Example: If the entertainment at an event was inappropriate, saying, “We’ll be more careful next time” does not address the root cause. Dropping that form of entertainment, or educating the players about the propriety issues involved, or previewing the entertainment, is a more sound approach.

Failure is, as they say, an opportunity, a chance to learn how to do what we do better. Even if an event or project is, overall, a success, there are always small failures from which we can learn. Failure Analysis is not a dirty word; Failure Repetition is.


  1. This is communal or industrial cheshbon hanefesh. As with the personal type, these require introspection in detail. In organizations, people looking for a particular cause are often told "don't go there", because some important responsible party will be shown to have erred, or because its solution would be very costly. For example, I'm not sure Toyota will explore all evidence of electronic failure exhaustively.

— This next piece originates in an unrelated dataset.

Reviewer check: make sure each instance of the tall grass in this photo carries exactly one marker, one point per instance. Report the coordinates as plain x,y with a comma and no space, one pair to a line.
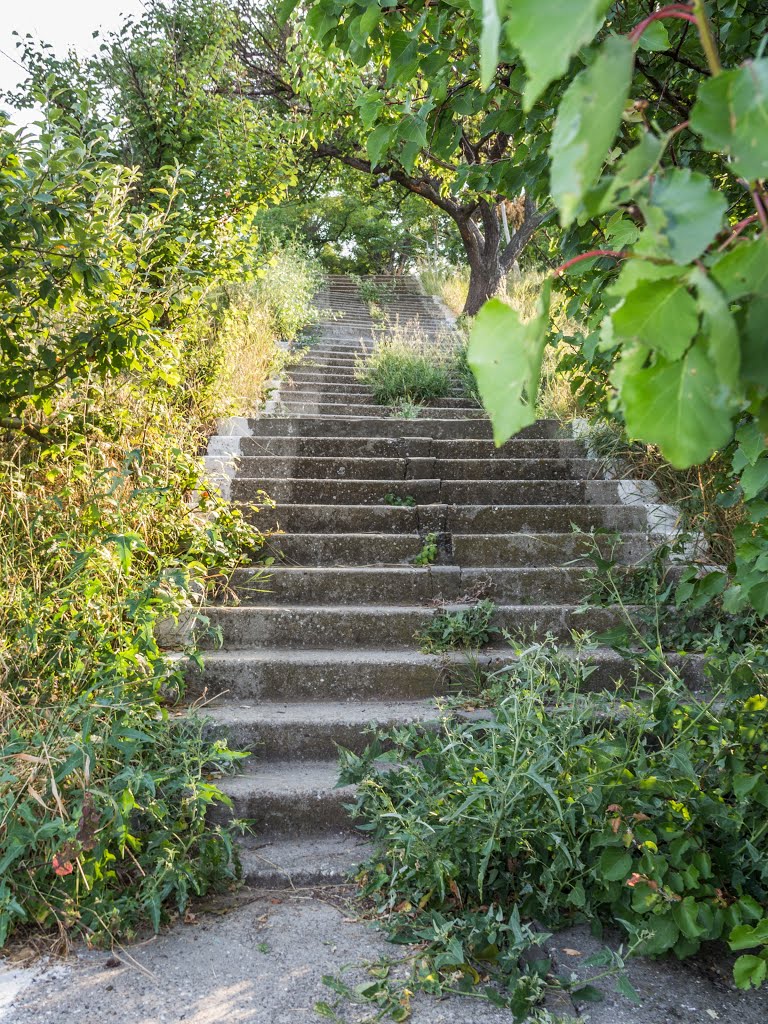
105,536
408,368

  2. I agree that this kind of analysis should be done, but I also agree that if the decision has already been made that certain areas of potential change are 'off limits', it might not be worth spending the money. I have seen institutions pay outside consultants serious money for advice, and then refuse to implement any of the suggestions.

  3. El Talmido (?)-

    I agree; this is basic cheshbon hanefesh. But I do think Toyota will do it properly, because the price of future failure would be too high.

    Anonymous 5:37 PM-
    I agree that suggestions must be implemented - but if a company decides before the investigation that it won't spend on the solutions, then the company should be shut down. If you don't know the areas that need fixing, if you don't know the costs of fixing (and not fixing), how can you decide not to investigate?

  4. For this to work correctly, and it can and does work, there first has to be a recognition that a problem actually exists, one that needs to be dealt with. Using your Toyota example, the company knew about this problem years ago and did nothing, I guess sort of hoping that it would go away on its own, or if they didn't label it a problem it wouldn't be one.

    Lots of organizations that take the same attitude--"this is a one-off happening, it's really not so bad, people are making more of this then it's really worth etc.."

    Also agree with the commenter who stated that when people might be shown to have erred you are going to run into an ego problem that many times trumps analysis and change.

  5. The classic way a customer service department (or school or bureaucratic institution) deals with an inconvenient complaint is to try to convince the customer that the complaint is trivial or wrong or his own fault or never happened before.

  6. When they say "We'll be more careful next time" after finishing a failure analysis report, it's like they refuse to acknowledge that somewhere in their system, they've failed to anticipate that such a thing could happen which amounts to a disappointment on the part of the customer.

  7. Could you post a link to the Maintenance World article you reference. I am unable to locate it on the web. Concerned it might be bogus.

  8. Anonymous 4:47 AM-
    I've seen it cited in various papers, but you could contact the writer if you like.